Da una parte c’è Gian Luigi Tizzoni, legale storico della famiglia Poggi, che boccia senza esitazioni il nuovo impianto investigativo. Dall’altra la difesa di Alberto Stasi, che parla invece di una demolizione totale della sentenza definitiva.
Secondo Tizzoni, le consulenze depositate non conterrebbero elementi in grado di mettere in discussione la condanna di Stasi: «Non vedo spazio per una revisione», afferma il legale, citando in particolare la consulenza medico-legale della dottoressa Cristina Cattaneo, quella informatica di Giovanni Dal Checco e gli approfondimenti del Ris sulle tracce ematiche.
Uno dei punti più contestati resta la cosiddetta impronta 33, valorizzata dagli inquirenti come possibile traccia attribuibile a Sempio.
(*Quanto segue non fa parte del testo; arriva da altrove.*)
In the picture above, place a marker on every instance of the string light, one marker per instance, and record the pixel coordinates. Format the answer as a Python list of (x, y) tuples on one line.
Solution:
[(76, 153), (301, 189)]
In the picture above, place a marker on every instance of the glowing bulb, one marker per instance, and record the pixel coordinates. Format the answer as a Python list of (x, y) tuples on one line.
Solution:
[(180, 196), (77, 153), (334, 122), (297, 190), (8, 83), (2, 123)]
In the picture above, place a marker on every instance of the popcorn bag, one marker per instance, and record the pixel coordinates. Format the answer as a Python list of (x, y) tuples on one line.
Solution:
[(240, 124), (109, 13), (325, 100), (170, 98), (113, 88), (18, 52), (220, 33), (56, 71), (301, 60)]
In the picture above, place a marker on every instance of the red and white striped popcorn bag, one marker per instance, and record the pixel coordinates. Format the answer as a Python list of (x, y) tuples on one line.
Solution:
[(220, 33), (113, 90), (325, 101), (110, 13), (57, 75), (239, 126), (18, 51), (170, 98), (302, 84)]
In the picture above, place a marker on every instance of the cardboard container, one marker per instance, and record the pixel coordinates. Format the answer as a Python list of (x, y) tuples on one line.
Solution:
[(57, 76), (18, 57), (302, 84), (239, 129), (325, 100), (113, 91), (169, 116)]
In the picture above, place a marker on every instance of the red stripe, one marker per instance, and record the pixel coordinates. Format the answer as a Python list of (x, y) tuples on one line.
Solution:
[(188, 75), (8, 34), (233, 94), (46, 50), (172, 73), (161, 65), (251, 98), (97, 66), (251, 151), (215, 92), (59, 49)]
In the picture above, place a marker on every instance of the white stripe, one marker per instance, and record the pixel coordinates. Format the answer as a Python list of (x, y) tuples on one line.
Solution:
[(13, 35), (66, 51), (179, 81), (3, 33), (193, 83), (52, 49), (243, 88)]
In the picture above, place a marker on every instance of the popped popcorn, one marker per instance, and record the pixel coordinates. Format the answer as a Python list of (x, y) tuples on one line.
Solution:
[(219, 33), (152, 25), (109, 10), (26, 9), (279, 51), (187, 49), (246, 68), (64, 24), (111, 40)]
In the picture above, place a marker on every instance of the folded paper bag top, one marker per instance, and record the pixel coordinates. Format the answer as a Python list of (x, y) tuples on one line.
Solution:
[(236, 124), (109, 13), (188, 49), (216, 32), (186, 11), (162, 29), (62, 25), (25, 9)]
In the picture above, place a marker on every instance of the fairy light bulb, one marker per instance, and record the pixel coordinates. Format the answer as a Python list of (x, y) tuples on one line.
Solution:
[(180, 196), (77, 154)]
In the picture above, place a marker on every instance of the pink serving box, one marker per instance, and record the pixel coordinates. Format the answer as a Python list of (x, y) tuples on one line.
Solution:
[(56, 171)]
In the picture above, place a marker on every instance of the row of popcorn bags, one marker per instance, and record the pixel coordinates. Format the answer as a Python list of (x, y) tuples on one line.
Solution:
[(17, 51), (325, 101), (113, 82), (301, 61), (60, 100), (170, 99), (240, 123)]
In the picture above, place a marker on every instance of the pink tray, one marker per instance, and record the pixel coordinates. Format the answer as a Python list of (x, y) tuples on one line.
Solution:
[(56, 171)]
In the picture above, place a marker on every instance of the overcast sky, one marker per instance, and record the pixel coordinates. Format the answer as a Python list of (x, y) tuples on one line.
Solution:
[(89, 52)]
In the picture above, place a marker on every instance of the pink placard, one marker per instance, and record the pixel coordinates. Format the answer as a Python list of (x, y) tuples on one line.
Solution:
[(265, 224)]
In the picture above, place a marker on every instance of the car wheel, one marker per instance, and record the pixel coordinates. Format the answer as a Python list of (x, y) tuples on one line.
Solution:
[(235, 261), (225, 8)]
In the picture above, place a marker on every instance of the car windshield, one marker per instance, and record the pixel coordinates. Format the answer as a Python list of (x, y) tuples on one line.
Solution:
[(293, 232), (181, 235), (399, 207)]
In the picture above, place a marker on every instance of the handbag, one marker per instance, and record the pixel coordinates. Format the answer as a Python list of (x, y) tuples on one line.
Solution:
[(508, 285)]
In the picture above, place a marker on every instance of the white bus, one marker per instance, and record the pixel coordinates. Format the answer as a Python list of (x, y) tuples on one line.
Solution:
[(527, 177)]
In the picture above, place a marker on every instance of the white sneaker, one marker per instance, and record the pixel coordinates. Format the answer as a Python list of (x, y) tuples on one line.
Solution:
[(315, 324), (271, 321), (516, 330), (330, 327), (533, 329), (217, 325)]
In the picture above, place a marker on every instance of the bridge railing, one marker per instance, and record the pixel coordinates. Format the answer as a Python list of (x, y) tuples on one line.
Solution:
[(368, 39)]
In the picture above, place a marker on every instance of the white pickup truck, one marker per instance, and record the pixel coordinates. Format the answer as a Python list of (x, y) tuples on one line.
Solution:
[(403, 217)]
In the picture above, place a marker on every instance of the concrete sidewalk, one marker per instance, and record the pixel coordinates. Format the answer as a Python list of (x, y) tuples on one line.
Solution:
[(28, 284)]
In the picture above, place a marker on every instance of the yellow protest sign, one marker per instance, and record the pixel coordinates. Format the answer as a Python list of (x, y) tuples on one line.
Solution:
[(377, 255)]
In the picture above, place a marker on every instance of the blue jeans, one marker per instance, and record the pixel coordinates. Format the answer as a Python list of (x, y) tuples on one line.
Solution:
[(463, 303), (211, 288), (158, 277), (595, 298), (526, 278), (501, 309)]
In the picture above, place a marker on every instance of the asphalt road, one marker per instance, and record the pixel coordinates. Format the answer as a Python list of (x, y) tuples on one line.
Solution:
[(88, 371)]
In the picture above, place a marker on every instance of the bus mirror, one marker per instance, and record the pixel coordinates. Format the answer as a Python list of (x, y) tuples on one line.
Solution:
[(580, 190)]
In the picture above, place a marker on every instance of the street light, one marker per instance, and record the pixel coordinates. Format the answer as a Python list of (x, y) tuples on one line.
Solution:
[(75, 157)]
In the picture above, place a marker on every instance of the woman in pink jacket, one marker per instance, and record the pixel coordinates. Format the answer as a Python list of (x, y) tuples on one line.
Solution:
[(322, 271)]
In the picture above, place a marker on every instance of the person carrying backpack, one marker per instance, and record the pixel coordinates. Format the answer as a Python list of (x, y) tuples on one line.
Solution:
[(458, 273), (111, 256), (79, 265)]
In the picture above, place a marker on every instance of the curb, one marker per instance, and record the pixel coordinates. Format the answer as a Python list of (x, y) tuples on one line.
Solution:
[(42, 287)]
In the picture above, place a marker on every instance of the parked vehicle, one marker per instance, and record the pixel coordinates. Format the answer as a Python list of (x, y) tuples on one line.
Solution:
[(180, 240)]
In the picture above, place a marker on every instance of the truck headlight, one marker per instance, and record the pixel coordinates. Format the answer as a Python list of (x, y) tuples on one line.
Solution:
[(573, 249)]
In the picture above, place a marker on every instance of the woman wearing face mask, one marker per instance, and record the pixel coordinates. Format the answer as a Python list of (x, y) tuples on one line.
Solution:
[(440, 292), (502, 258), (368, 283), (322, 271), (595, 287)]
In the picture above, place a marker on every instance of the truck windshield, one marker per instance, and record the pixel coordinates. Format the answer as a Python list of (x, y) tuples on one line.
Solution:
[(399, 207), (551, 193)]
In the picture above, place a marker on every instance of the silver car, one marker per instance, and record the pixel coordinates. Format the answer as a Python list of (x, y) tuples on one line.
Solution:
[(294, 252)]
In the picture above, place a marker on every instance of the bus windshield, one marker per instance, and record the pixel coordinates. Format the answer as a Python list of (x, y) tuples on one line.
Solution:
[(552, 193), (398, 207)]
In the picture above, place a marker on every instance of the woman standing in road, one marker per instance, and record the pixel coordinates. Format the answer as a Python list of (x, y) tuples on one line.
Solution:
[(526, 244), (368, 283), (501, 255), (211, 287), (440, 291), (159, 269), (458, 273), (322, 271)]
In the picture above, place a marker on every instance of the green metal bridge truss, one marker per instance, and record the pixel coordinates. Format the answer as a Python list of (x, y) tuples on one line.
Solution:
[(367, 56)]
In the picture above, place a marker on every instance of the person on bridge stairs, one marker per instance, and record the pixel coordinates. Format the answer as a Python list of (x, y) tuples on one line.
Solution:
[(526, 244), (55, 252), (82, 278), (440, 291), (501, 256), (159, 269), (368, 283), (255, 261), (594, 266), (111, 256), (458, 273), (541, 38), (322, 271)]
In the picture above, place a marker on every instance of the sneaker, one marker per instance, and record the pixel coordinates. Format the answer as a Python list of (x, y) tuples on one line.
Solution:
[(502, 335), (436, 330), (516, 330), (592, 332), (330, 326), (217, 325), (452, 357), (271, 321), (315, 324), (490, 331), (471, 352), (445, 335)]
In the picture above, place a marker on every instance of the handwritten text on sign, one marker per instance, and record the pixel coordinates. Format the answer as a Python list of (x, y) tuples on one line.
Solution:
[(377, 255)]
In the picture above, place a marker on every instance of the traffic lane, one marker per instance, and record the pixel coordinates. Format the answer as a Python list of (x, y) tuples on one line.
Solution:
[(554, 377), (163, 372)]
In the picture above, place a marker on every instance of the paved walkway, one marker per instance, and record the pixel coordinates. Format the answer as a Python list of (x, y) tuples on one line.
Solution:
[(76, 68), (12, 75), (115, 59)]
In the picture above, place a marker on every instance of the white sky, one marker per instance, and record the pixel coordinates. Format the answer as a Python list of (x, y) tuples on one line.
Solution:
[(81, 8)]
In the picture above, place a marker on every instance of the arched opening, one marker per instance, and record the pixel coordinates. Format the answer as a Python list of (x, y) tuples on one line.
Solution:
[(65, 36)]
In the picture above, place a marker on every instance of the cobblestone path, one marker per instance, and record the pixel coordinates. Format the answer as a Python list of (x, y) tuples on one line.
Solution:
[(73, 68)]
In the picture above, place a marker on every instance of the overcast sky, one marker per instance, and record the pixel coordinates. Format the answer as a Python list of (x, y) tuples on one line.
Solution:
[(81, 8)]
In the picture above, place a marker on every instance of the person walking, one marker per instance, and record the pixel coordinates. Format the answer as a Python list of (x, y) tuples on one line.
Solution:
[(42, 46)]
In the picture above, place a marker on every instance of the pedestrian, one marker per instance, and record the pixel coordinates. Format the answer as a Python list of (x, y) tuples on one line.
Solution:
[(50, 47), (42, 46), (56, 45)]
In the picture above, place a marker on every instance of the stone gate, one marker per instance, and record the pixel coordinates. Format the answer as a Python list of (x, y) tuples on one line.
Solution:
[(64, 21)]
Tizzoni sostiene che l’impronta presenti criticità tecniche tali da renderne dubbia qualsiasi attribuzione certa.
“Avevo chiesto che fosse analizzata in incidente probatorio da un perito terzo”, spiega il legale, sottolineando che anche diversi dattiloscopisti avrebbero espresso dubbi sul numero insufficiente di minuzie presenti.
Nel mirino di Tizzoni finiscono anche alcuni elementi storici della sentenza di condanna di Stasi che, a suo dire, sarebbero stati “bypassati” nella nuova inchiesta.
Tra questi la famosa “camminata” dell’allora fidanzato di Chiara nella villetta e soprattutto la bicicletta nera ritenuta per anni compatibile con quella vista vicino alla casa della vittima il giorno dell’omicidio.
“Non si può immaginare una revisione togliendo quello che non piace senza spiegarlo”, afferma il legale della famiglia Poggi.
Tizzoni replica inoltre alle contestazioni della Procura sulla presunta ostilità dei familiari di Chiara rispetto alla nuova indagine su Sempio. “La collaborazione è sempre stata massima”, sostiene, ribadendo che i Poggi avrebbero sempre messo a disposizione abitazione e documenti richiesti dagli investigatori.
Di segno completamente opposto la posizione della difesa di Alberto Stasi. Gli avvocati Giada Bocellari e Antonio De Rensis parlano di un lavoro investigativo che avrebbe “letteralmente disintegrato” la sentenza definitiva.
Secondo i legali, la Procura di Pavia avrebbe raccolto una lunga serie di nuovi elementi capaci di dimostrare “l’assoluta innocenza” di Stasi e di aprire la strada a una richiesta di revisione del processo.
La difesa dell’ex studente bocconiano annuncia ora di lavorare per accelerare i tempi della revisione, mentre il nuovo fascicolo su Andrea Sempio continua a ridisegnare uno dei casi giudiziari più discussi della cronaca italiana.